Our
View: Battle hurting memorial, not religion
San Diego’s Mount Soledad is one of the city’s best vistas. It rests
atop a hill with serene views of the county mountains to the east as well as
a scenic sight of the seaside city of La Jolla and the Pacific Ocean to the west.
The city of San Diego owns the land and maintains it so locals and tourists alike
can enjoy the area. Even airplanes coming from the north use Soledad to start
the downwind leg of their approach to the San Diego International Airport.
There’s just one problem: a top of this majestic mountain there is a 29-foot
cross.
The cross, known worldwide as a symbol of Christianity, has bothered at least
one atheist named Philip Paulson enough to incite more than a decade of litigation,
public debates and public votes. According to the San Diego Union-Tribune, “Paulson
has challenged the location of the cross since 1989, contending it is a violation
of the doctrine calling for the separation of church and state.”
Unfortunately, Paulson finally got his wish. The Union-Tribune reported last
week a federal judge “ordered the removal of the Mount Soledad cross from
property owned by the city of San Diego within 90 days — threatening to
fine the city $5,000 a day if it fails to comply.”
This recent example is not just a San Diego or Southern California issue. It’s
a national issue concerning a taboo topic: the separation of church and state.
We as a people have simply proven once again in this day and age there’s
a religion-phobia hurting us from within. Some people want to abolish anything
and everything Christian, even though that particular religion is embedded in
our history and culture.
Such abolition is what is causing frivolous lawsuits nationwide, such as taking
the phrase “under God” out of the Pledge of Allegiance, prohibiting
displays of the Bible’s Ten Commandments in courtrooms or disallowing the
nativity scene on public land.
The United States Constitution says freedom of religion, not freedom from religion.

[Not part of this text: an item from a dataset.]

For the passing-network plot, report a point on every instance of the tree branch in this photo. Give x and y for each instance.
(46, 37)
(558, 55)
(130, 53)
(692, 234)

People today misinterpret the Constitution’s original intent, which was
to prevent the state from mandating or banning a religion. None of the aforementioned
lawsuits ban or mandate Christianity.
The seemingly ridiculous modern view of church and state from today’s groups
like the American Civil Liberties Union is no government can perform any action
or make any policy seeming to prefer one religion above another.
The cross on Mount Soledad should not be taken down just because one disheartened
atheist, basing his doubts on a misinterpretation of the Constitution, has a
clever lawyer who convinced a federal judge. In fact, the majority has spoken
on this particular issue because 76 percent of San Diego voters in 2005 voted
to give Mount Soledad to the Interior Department as a veteran’s memorial.
This voters’ decision was later deemed unconstitutional.
This brings forth another topic of the Soledad debate. Even though the cross
there is a Christian symbol, Mount Soledad was not erected back in 1954 for purposes
of religious observation but rather as Korean War memorial for its veterans and
all war veterans.
Taking it down would dishonor those who have died for the country and the thousands
buried nearby at Fort Rosecrans National Cemetery on San Diego’s Point
Loma peninsula. Fort Rosecrans is comparable to Arlington National Cemetery of
the West Coast where many fallen soldiers are buried.
Stop this religion-phobia, America. Honor your veterans, California. Fight to
keep Mount Soledad, San Diego.
What is irrational about this debate is not the superiority of different sects
of religion, but the inability for people to tolerate different beliefs.